Posted on August 14, 2013 at 9:42 AM

Updated Wednesday, Aug 14 at 9:42 AM

(CNN) -- The pilot and co-pilot of a UPS cargo flight died Wednesday when the Airbus A300 they were flying crashed on its approach to the Birmingham, Alabama, airport, Mayor William Bell said.

The plane, which took off from Louisville, Kentucky, went down around 4:45 a.m. (5:45 a.m. ET), according to airport officials.

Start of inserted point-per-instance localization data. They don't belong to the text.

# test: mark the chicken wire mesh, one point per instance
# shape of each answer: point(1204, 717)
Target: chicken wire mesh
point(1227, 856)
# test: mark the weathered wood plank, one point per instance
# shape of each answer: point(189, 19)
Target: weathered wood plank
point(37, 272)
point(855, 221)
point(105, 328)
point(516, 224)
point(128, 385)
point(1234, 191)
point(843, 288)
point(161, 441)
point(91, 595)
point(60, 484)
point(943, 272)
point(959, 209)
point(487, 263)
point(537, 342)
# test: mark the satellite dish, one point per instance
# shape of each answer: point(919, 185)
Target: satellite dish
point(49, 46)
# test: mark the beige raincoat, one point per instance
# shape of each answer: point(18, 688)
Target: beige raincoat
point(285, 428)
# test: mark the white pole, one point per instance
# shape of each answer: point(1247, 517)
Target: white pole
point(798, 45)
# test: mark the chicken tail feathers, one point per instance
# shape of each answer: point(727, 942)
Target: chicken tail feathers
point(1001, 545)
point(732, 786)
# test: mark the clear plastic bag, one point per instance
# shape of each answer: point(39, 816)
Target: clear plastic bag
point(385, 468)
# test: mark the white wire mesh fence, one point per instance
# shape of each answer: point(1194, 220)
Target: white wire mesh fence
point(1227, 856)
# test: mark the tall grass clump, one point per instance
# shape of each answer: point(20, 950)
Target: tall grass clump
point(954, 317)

It crashed on a street that runs parallel to the Birmingham-Shuttlesworth International Airport, Bell said.

The location is about ½ mile north of the runway, FAA spokeswoman Kathleen Bergen told CNN.

Witnesses reported hearing “a large boom” followed by several other explosions, CNN affiliate WVTM reported.

No buildings were hit and no one on the ground was injured, Bell said.

However, Alabama Power cut electricity to about 140 buildings near the crash site as a precaution, utility spokesman Michael Sznajderman told CNN.

What caused the jet to crash was unclear. The weather was calm at the time of the crash, Bell said. The National Transportation Safety Board said it will send a team of investigators to the site.

The plane was one of two flights UPS sends to Birmingham each day, company spokesman Mike Mangeot told CNN affiliate WBRC.

Only UPS and FedEx fly the A300 in the United States, according to its manufacturer, Airbus, and the plane is now used only for cargo flights. UPS has 53 of the planes, according to Airbus.

Wednesday’s crash is the second involving an A300 in the United States. In 2001, an American Airlines A300 crashed in the Belle Harbor neighborhood of Queens, in New York City, shortly after takeoff from John F. Kennedy International Airport. All 260 people on board the plane, as well as five people on the ground, were killed. The cause was ultimately attributed to pilot error, according to the NTSB, which said the first officer put excessive pressure on the rudder pedal, causing the separation of the vertical stabilizer.